By Peter OBIORA InvestAdvocate
Lagos (INVESTADVOCATE)-Christine Lagarde, the managing director (MD) of the International Monetary Fund (IMF) on Thursday said the global lender is ready to loan Nigeria and Azerbaijan if the request is made.
“The IMF remains available to all its members; so the moment we are asked to help, we will do our best we can to help,” Lagarde said during an online press conference from Washington.
According to her, both countries Azerbajan and Nigeria had been hit by the oil price decline shock because their economies depend heavily on oil export both in terms trade and revenue. “When you lose a lot of that because the price decline was about 70 percent, then clearly it put the economy on shock.” Lagarde said.
She affirmed that policies adopted by both nations are different, for Azerbaijan, they are taking a good fiscal approach, reassessing spending and using the Exchange rate as a buffer.
“Azerbajan said to me it’s taking a good fiscal approach, its reassessing spending, it’s really trying to restore its position and it’s also using the Exchange rate as a buffer,” the IMF Boss added.
She said Nigeria is not yet and needed to identify her fiscal resources, remove oil subsidy and put in place a sensible exchange rate policy.

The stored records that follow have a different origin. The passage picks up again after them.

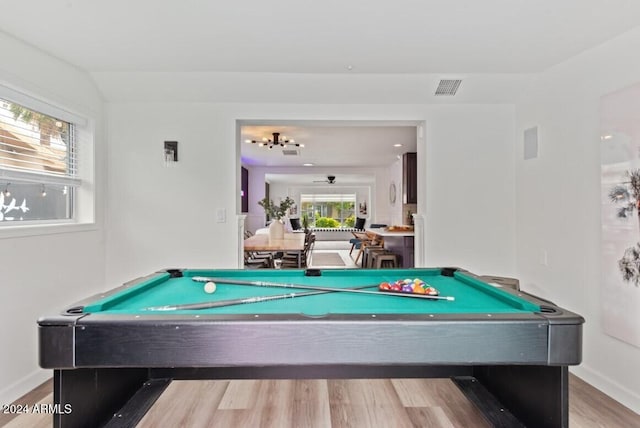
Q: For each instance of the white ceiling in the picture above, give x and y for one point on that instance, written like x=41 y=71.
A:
x=331 y=51
x=302 y=36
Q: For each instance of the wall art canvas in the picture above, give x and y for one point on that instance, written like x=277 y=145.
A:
x=620 y=199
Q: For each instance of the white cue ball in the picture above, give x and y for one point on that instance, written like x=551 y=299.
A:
x=210 y=287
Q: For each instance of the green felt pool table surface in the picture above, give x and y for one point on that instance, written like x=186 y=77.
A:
x=112 y=356
x=470 y=294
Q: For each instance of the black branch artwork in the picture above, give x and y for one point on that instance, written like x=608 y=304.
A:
x=627 y=195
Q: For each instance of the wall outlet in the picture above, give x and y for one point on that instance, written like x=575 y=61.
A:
x=544 y=258
x=221 y=215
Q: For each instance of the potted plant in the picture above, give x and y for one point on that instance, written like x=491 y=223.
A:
x=305 y=222
x=276 y=212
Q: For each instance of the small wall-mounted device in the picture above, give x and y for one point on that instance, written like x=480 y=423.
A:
x=170 y=152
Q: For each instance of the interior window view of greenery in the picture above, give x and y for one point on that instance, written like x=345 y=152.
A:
x=37 y=165
x=329 y=210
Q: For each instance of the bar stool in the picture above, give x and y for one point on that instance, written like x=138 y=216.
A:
x=369 y=254
x=385 y=260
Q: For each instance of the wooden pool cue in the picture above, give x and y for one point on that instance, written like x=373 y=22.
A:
x=316 y=288
x=231 y=302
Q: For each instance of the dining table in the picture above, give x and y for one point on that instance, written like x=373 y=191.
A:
x=291 y=242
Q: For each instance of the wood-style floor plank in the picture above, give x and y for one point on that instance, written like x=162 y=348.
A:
x=357 y=403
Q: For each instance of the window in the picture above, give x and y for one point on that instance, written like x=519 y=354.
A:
x=329 y=210
x=38 y=164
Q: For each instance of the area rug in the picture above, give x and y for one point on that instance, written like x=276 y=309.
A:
x=326 y=259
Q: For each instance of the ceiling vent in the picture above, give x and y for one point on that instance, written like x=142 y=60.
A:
x=448 y=87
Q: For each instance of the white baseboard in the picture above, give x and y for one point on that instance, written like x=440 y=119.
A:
x=18 y=389
x=621 y=394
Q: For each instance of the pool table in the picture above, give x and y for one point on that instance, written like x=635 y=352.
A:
x=113 y=354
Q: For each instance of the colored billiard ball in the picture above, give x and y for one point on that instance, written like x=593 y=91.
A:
x=210 y=287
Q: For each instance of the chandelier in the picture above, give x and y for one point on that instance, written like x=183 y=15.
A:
x=277 y=140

“Nigeria is not there and we certainly hope that in terms of identification of fiscal resources, removal of oil subsidies and an exchange rate policy that is sensible in the sense that it is not going to waste reserves, we have particularly indicated that persistent pegging of the naira would not be such a good idea; so they have to adopt their policies and adopt their model and if they need IMF’s help, we will be ready to help, no question about that and no stigma associated with it,” she added.
The IMF MD noted that Nigeria and Azerbaijan are clearly a victim of an external shock and have to face a response which is a national response to their situations.
Nigeria’s economy is expected to grow by 3.78 percent in 2016 from 2.97 percent recorded in 2015, an increase of less than 100 basis points, according to a latest report from the National Bureau of Statistics (NBS).
“Beyond 2016 however, growth is expected to jumpstart averaging 5.41 percent yearly between 2017 and 2019 as infrastructure developments take shape and provide support for both the oil and non-oil sectors.
NBS says while upward pressure on inflation is expected, meaning that the Headline index may rise from 9.55 percent to 10.16 percent in 2016, rates are expected to moderate beyond this period and average 9.01 percent between 2017 and 2019.
President Muhammadu Buhari had proposed a N6.1 trillion budget based on $38 per barrel of oil and expects the economy to expand 4.4 percent.
Kemi Adeosun, finance minister had said Nigeria is facing an estimated $15 billion budget deficit in 2016 and disclosed that the nation is looking to borrow as much as $5 billion and has held discussions with the World Bank, African Development Bank and China’s Export-Import Bank due to their “concessionary rates of interest.”